YEAR DISEASE LOCATION
1763 Typhus Nantucket, Mass. (222 Native Americans died)
1763 Smallpox South Carolina
1763 Diphtheria Philadelphia, PA
1764 Smallpox Charleston, MA & Newport, RI
1764 Scarlet Fever Philadelphia, PA
1764 Typhus Talbot Co., MD
1764-65 Smallpox Creek, Chickasaw, & Choctaw in Georgia
1765 Diphtheria Boston, MA
1765-66 Whooping Cough New England
1765 Smallpox Annapolis, MD and seven nearby counties
1765-66 Smallpox Philadelphia, PA
1766-69 Diphtheria Massachusetts
1768 Smallpox Reading, PA (60 children died)
1768 Smallpox Southeast Virginia
1769 Dysentery Boston, MA (179 people died)
1769 Scarlet Fever Philadelphia, PA
1769 Smallpox Philadelphia, PA
1769 Diphtheria New York, NY
1770-71 Influenza Philadelphia, PA
1771 Whooping Cough New England & Philadelphia, PA
1772 Measles Charlestown, SC to Philadelphia (hundreds died)
1773 Typhus Virginia
1773 Smallpox Philadelphia, PA (300 died)
1773 Scarlet Fever New Haven & East Haven, Conn. & Salem, MA
1775 Smallpox New England
1775 Diphtheria New England, especially Middletown, Conn.
1778 Measles New York, NY & Philadelphia, PA
1781 Influenza Throughout all the colonies
1783 Measles New England
1783 Scarlet Fever Philadelphia, PA
1783 Scarlet Fever New England & Charlestown, SC
Duffy, John.
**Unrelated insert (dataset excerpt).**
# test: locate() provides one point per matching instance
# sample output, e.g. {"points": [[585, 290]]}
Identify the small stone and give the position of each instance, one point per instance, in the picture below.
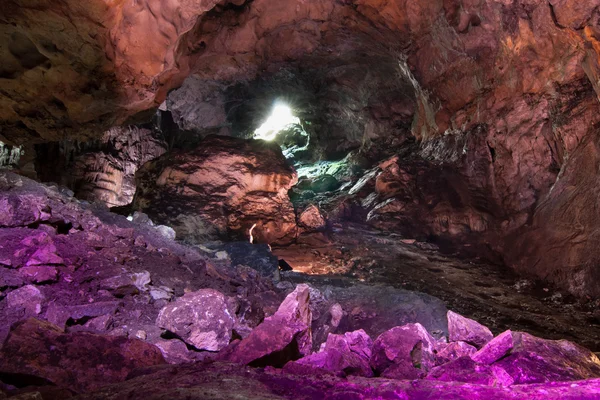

Epidemics in Colonial America. 1972: Kenniket Press, CA.
Leavitt, Judith Walzer & Numbers, Ronald L. Sickness and Health in America: Readings in the History of Medicine and Public Health. 1997: University of Wisconsin Press, Madison, Wisconsin.
Packard, Francis R. History of Medicine in the United States. 1901: Lippincott Publishers, Philadelphia, PA.